Das gesteigerte Interesse an Ernährung und gesundheitlichen Zusammenhängen führt bei einem Teil der Bevölkerung zu einem bewussteren Umgang und auch einer Experimentierlust mit der eigenen Ernährung. Eine wachsende Zahl an Menschen wählt zeitweise oder langfristig eine alternative Ernährungsform mit unterschiedlichen Konzepten und Begründungen: In Deutschland wird ihre Zahl auf 11 bis 15 Millionen geschätzt, also immerhin 13 bis 18 Prozent der Bevölkerung. Neben Vollwert-Ernährung, Trennkost, Paleo-, makrobiotischer oder ayurvedischer Ernährung macht den größten Anteil die vegetarische und vegane Ernährung aus.63 Oft sind diese Ernährungsformen zugleich mit einem umfassenderen Lebensstil verbunden, bei dem sich bestimmte Gesundheitsrituale anschließen oder beispielsweise auch bei der Kleidung auf tierische Bestandteile verzichtet wird.

Gemüse, Obst, Milchprodukte und Fleisch aus der Region, ökologisch hergestellte Produkte aus artgerechter Tierhaltung und entsprechende Gütesiegel: Für immer mehr Menschen ist ihre Ernährung nicht nur eine Frage von Gesundheit und Geschmack, sondern drückt auch eine Haltung aus.
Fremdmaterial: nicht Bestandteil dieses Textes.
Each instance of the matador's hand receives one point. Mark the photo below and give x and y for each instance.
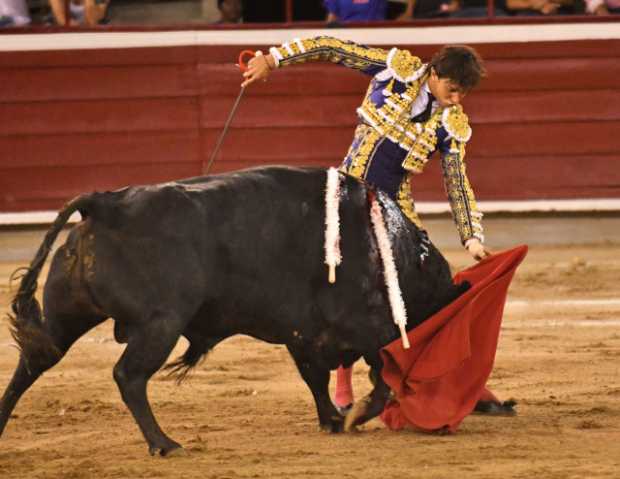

Der Anteil der Verbraucherinnen und Verbraucher mit „umwelt- und sozialethischer Konsumhaltung“ ist zwischen 2007 und 2015 um rund ein Viertel gestiegen.64 Beim Einkauf berücksichtigen sie die Auswirkungen der Lebensmittelproduktion auf die Umwelt, soziale Bedingungen und die Tierhaltung.

Zum einen steigt die Nachfrage nach entsprechenden Nahrungsmitteln, bei deren Produktion Schadstoffe oder Gentechnik, Artensterben oder Treibhausgasemissionen vermieden werden. 2001 wurde in Deutschland das staatliche Biosiegel eingeführt – 2019 setzte der deutsche Handel schon fast 12 Milliarden Euro mit Bio-Lebensmitteln um.65 Innerhalb von zehn Jahren hat sich der Umsatz verdoppelt, mittlerweile sind Bio-Produkte in den Discountern angekommen.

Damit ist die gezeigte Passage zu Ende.